Food

Where we eat (and where we don't)

2025-09-04 · 8 min · by Sandra Verhoeven

The park has roughly twenty restaurants and snack outlets. We have eaten at most of them across eleven years, with different children at different ages. The four below are the ones we keep returning to. The notes below are about atmosphere, dietary suitability, and timing — not about prices, which change and are best looked up on the park's site or app.

Pannenkoekenhuis (the pancake house)

A sit-down restaurant near the Pagode. The menu is built around large Dutch pancakes (sweet and savoury) plus a small kids' menu. The room is wood-panelled and atmospheric. Highchairs available. Vegetarian options on most pancake combinations. Gluten-free pancakes are listed but to my knowledge are made in shared equipment, so worth asking if you have coeliac. This is our default sit-down lunch, used on approximately every second visit.

Polles Keuken (self-service)

A larger self-service restaurant in the Reizenrijk realm. Stew, soup, sandwiches, salads, plus a kids' counter with smaller portions. The atmosphere is busy but the throughput is fast, which is useful if you are short on patience. The vegetarian options are good. This is our backup when the Pannenkoekenhuis is full.

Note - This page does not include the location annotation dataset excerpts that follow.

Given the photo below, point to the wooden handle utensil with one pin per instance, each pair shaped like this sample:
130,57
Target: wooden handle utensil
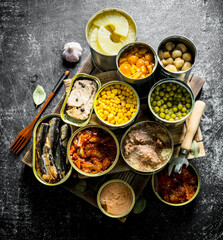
193,124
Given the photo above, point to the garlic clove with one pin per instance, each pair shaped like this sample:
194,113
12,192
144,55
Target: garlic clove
72,52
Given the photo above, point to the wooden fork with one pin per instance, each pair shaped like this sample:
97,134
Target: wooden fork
25,135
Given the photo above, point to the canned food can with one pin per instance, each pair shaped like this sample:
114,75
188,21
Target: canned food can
143,85
182,75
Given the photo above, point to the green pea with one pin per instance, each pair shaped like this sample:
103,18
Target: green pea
175,109
162,110
171,93
169,104
154,103
158,103
162,115
162,93
188,105
163,85
180,106
174,87
156,109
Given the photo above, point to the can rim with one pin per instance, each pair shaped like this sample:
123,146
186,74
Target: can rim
173,37
99,193
180,83
113,83
108,10
129,45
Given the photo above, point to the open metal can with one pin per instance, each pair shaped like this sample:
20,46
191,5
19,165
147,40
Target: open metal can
142,85
182,75
101,61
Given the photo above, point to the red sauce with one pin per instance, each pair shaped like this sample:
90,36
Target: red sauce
93,150
177,188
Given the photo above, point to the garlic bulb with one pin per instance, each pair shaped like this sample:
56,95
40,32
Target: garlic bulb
72,52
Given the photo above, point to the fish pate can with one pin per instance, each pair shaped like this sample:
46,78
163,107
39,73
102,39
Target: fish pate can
101,61
71,120
46,119
182,75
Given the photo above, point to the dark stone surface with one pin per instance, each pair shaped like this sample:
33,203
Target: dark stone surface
32,36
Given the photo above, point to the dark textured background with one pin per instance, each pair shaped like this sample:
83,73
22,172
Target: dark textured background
32,36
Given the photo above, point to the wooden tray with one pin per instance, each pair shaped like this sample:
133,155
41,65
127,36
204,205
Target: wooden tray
121,170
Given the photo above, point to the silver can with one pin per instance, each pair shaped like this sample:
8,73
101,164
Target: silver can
182,75
101,61
143,85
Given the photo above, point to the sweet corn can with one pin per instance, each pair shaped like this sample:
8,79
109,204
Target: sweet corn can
143,85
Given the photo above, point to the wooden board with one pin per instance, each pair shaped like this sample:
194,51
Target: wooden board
121,170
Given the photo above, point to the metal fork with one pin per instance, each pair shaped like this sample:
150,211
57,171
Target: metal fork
25,135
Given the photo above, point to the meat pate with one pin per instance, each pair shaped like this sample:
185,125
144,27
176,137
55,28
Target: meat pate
147,147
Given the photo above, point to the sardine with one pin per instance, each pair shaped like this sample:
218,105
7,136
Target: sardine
54,133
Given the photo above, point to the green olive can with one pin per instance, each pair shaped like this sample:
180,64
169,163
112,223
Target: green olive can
107,131
182,75
46,119
113,126
143,85
167,123
71,120
102,61
155,187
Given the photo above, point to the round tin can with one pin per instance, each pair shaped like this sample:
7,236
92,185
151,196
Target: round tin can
99,203
142,85
112,126
152,171
101,61
182,75
171,124
155,184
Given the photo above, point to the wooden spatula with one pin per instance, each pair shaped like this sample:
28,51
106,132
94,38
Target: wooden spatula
186,144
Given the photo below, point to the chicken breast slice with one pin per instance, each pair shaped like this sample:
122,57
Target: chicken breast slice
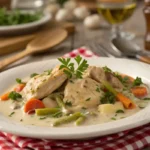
42,85
98,74
83,93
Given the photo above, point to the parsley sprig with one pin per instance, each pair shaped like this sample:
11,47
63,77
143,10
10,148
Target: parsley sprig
137,81
15,96
70,68
108,98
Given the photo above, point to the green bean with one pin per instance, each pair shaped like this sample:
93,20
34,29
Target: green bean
60,102
67,119
80,120
54,95
46,111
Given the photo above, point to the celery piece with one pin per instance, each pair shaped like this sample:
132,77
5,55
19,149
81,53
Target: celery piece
46,111
80,120
67,119
109,87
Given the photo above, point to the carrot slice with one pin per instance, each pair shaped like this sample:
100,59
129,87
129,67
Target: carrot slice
19,88
125,101
130,79
122,98
33,104
139,91
5,97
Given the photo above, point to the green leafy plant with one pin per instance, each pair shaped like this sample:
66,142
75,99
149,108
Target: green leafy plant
16,17
61,2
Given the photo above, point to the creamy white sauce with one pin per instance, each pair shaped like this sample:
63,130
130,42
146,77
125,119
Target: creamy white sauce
27,119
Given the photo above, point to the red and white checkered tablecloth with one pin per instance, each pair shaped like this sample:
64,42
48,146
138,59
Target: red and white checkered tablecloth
135,139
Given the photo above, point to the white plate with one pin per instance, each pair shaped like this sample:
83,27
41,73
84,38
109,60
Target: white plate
25,28
129,67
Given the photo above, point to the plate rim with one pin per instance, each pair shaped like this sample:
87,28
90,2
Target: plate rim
77,135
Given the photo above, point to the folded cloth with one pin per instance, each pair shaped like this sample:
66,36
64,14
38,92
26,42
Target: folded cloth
135,139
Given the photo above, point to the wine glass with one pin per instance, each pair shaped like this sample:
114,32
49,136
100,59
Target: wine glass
116,12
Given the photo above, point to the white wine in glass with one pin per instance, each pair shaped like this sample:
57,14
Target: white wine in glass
116,12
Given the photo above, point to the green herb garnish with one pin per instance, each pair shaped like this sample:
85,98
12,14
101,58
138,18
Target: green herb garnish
68,103
88,99
113,118
106,69
147,98
33,75
70,69
98,89
10,115
14,95
122,79
108,98
137,81
120,111
57,115
18,80
42,118
48,71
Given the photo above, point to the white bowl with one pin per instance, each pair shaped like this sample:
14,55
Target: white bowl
25,28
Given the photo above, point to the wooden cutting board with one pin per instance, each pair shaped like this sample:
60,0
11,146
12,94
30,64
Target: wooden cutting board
14,43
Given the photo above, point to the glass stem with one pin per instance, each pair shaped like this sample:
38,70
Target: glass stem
116,31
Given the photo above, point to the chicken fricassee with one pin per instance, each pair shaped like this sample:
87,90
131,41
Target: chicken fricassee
72,96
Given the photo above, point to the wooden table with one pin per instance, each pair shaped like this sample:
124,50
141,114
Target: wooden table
135,24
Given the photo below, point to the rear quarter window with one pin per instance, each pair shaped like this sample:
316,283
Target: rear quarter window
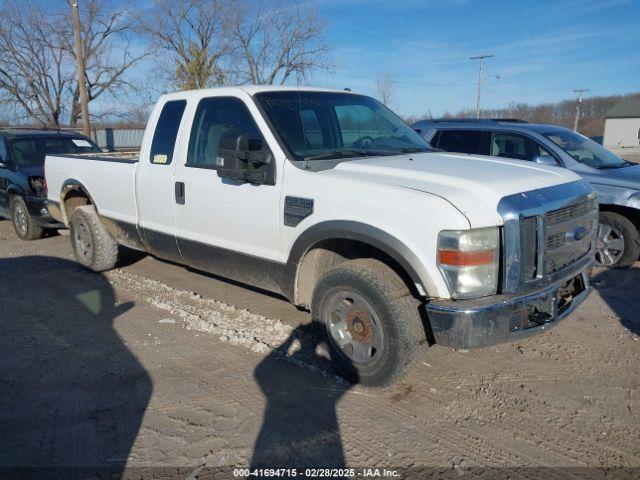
463,141
166,133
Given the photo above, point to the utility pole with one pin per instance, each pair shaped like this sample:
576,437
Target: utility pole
579,91
480,57
84,100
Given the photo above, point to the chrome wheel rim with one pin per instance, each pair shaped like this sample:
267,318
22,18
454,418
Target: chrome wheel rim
83,241
20,219
609,245
353,327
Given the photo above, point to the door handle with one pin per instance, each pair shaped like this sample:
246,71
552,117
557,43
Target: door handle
179,191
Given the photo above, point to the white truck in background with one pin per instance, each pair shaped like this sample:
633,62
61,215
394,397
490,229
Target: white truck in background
331,200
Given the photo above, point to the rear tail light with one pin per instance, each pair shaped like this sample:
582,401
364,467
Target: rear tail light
39,185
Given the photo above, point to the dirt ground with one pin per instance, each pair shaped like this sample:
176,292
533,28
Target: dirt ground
153,365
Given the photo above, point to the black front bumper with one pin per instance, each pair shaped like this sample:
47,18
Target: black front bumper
39,210
504,318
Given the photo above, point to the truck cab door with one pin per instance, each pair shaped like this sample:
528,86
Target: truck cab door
225,226
155,186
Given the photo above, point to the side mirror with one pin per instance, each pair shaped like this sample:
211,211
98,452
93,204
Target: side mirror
244,160
546,160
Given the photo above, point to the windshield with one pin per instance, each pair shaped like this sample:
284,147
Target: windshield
30,152
328,125
585,150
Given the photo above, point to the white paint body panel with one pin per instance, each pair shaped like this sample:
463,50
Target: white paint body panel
410,197
112,184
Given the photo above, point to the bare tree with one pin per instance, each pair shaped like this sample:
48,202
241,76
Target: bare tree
107,48
34,70
192,33
275,41
385,87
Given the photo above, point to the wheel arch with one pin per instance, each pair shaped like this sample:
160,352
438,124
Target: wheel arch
631,213
327,244
72,195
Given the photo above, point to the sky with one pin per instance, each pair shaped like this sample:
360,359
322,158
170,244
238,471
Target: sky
543,50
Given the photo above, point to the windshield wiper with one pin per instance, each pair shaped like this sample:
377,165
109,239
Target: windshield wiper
617,165
346,153
413,150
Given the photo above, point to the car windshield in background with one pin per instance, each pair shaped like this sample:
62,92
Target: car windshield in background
28,152
585,150
327,125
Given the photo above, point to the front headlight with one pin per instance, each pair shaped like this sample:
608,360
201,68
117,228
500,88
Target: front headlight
469,261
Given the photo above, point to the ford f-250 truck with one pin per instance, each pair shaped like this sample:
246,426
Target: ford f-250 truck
331,200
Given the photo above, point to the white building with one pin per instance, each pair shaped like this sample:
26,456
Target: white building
622,127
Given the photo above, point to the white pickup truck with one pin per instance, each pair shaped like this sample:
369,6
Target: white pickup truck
331,200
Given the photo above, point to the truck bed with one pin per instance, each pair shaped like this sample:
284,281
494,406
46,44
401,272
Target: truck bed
109,179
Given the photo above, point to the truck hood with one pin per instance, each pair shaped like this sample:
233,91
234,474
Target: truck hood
474,184
627,177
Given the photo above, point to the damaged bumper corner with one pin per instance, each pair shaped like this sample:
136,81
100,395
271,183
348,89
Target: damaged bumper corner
504,318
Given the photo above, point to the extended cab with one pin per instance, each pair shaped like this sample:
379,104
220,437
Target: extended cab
329,199
616,181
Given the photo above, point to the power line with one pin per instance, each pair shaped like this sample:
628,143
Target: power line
480,57
84,99
579,91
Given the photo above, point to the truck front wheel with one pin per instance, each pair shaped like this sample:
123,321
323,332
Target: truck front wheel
618,243
364,313
93,246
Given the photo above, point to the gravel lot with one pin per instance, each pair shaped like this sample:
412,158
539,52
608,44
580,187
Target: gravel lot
154,365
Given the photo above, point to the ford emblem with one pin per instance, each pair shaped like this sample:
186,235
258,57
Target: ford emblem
579,233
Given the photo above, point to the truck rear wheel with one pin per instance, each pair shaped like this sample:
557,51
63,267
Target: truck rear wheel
365,314
24,224
93,246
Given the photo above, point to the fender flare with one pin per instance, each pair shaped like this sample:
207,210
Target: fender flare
362,232
69,185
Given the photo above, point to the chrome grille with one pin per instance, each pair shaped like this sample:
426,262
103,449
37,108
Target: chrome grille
568,235
566,214
540,245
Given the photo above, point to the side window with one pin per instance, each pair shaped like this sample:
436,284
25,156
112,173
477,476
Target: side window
164,138
356,121
312,129
511,145
218,123
463,141
4,153
435,139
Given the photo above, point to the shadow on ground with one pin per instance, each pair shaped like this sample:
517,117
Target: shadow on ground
619,288
72,395
300,427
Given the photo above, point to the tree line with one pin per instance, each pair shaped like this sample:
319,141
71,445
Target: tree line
186,44
593,112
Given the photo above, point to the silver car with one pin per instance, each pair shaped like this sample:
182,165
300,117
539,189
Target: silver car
617,181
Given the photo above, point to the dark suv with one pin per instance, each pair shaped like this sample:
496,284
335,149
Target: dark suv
616,180
23,190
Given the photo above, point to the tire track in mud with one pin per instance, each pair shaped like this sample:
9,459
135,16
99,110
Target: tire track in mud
443,438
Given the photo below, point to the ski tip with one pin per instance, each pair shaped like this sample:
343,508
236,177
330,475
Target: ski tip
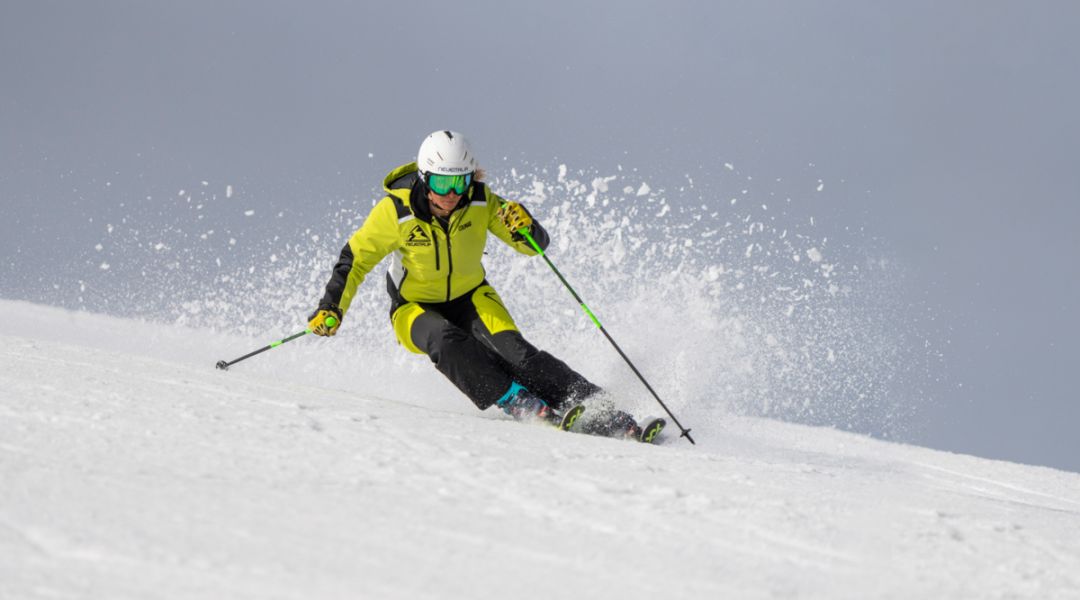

Restaurant Aquarius (in the Grand Hotel)

The park's most formal dining, in the lobby of the Grand Hotel. We have eaten here twice, both for special occasions. Mid-day on a quiet weekday is the easiest time to get a table. The room is beautiful; the kitchen is good without being pretentious. Children are welcome but you will find that two-thirds of the diners are adults without children. We bring our quietest child.

Snack outlets we like

For quick snacks: the Holle Bolle Gijs cart near the central plaza (poffertjes — small puffy pancakes) and the wafel cart at the entrance to the fairy-tale forest. Both are inexpensive, vegetarian-friendly, and made fresh. We make a deliberate decision once per visit to share one wafel between the five of us; the ritual is more memorable than the calories.

Dietary considerations

Vegetarian options are widely available — most sit-down restaurants have at least two main dishes without meat, and the snack outlets are mostly vegetarian by default (pancakes, wafels, ice cream). Vegan options are more limited; the park's site lists them per restaurant. Halal and kosher are not widely available; visitors with strict requirements often eat outside the park (we have a friend who brings sandwiches and uses the picnic areas successfully).

The picnic option

The park allows outside food in the designated picnic areas. The largest is at the southern edge near the car park; a smaller one is in the Loonsche Land area outside the gates. Bringing sandwiches and a thermos and using the picnic areas is, in our family, a perfectly normal alternative to restaurant lunch — especially on a quiet day when you want to keep the pace slow.